Dans cette grisaille fusent, çà et là, des éclats de couleur – le vert d’une « mousse singulière », le rouge d’une pierre ou de la boîte aux lettres, le jaune de quelques boutons d’or ou d’un crayon ; l’été aussi… – qui la renforcent par contraste – et réciproquement –, mais aussi des pointes d’humour – quelques remarques acides à propos de ces bons à rien d’écrivains, notamment, ou un septième seau à écoper – et des incongruités comiques : les caprices du « b » de la machine à écrire, qui sort du rang, le manque d’encre et la pâleur des lettres que tape le narrateur, miroir de son existence estompée, l’un ou l’autre personnage pittoresque…
D’autres contrepoints nuancent cette suite de fragments quotidiens et saisonniers, scandée par de brèves phrases en majuscules et hantée par « deux yeux gris tachetés de brun », notamment des bribes d’une actualité lointaine qui fait intrusion dans un univers qui lui est délibérément étranger, comme un bruit de fond en sourdine dont le son, de temps à autre et sans qu’on sache pourquoi – peut-être pour rappeler que personne ne lui échappe –, monte un peu trop fort.
Il y a quelque chose d’un peu poisseux dans ce récit, qui enduit et pénètre, si on y consent – ce qui n’est pas sans plaisir, pour qui éprouve de la sympathie pour l’espèce flottante à laquelle appartient le narrateur, ou en est un lui-même un représentant. Il y a quelque chose qui suinte : un certain genre d’ennui, c’est-à-dire de vide, de vacance, qui me plaît assez. Il y a aussi une forme de solipsisme assumé – « avarice de l’esprit », écrit l’auteur –, que menacent la fermentation et le rancissement – moins plaisant.
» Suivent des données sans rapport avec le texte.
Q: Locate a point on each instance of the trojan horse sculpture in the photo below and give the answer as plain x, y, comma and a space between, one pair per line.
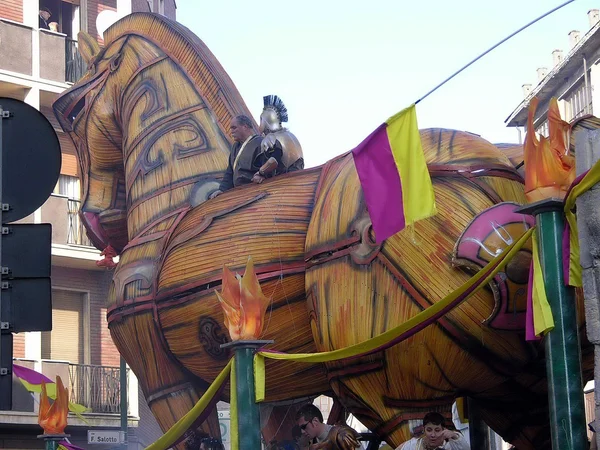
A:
150, 122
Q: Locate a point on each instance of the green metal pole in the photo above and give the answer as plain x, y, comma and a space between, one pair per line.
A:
479, 434
51, 444
563, 356
51, 441
123, 383
249, 430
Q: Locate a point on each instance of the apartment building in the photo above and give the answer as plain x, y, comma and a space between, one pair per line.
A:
572, 79
38, 61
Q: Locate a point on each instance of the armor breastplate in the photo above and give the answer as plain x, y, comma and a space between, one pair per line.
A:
292, 150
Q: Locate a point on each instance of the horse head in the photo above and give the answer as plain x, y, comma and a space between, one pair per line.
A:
150, 123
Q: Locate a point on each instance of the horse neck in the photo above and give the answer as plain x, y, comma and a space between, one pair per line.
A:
171, 148
160, 182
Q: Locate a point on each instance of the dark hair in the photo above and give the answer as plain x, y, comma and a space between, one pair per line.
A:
434, 418
309, 412
244, 120
296, 431
212, 444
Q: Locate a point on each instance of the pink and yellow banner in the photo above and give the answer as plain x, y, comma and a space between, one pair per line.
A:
32, 381
393, 174
571, 263
399, 333
539, 319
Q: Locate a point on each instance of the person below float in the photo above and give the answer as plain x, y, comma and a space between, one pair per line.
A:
436, 436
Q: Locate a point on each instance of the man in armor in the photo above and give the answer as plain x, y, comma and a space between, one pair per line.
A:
252, 158
246, 159
276, 138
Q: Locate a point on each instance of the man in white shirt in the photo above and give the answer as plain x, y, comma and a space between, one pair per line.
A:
436, 436
310, 421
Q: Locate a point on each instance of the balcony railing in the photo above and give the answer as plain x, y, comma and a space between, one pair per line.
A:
76, 233
96, 387
75, 67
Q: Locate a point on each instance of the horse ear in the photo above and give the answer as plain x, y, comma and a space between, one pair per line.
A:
88, 46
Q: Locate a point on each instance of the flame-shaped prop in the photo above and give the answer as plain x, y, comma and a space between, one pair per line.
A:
53, 418
549, 169
243, 303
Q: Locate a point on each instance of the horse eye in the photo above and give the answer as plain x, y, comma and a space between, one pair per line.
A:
76, 109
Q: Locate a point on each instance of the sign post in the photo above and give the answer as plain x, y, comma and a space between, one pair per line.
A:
30, 162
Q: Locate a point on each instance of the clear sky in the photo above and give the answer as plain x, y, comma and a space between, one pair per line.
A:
344, 67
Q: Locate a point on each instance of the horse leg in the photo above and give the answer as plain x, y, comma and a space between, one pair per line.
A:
169, 390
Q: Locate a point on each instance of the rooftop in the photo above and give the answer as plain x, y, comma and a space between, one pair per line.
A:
570, 70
Il n’est pas vain d’écrire, ni de lire, un roman contemplatif, un roman sur la solitude, l’attente, l’oisiveté aussi – parée de la caution de Camus : « L’oisiveté est un bon étalon du caractère. Seul un caractère de première classe supporte de ne rien faire » – en ces temps d’agitation et de remplissage. Cela l’est d’autant moins que le ton est juste, l’écriture sobre, le rythme accordé à la lenteur des existences limbiques. Il n’empêche qu’on ne trouvera dans ce livre aucun éclairage nouveau, aucune perspective neuve, ni sur ces thèmes, ni sur l’homme ou l’existence en général – plutôt une voix singulière et une invite à porter sur le monde un regard attentif, distant, de biais surtout.
Delphine Crahay
Gyrðir Elíasson, poète, romancier et traducteur, islandais, a notamment écrit Au bord de la Sandá et Les Excursions de l’écureuil, parus aux éditions La Peuplade dans leur traduction française.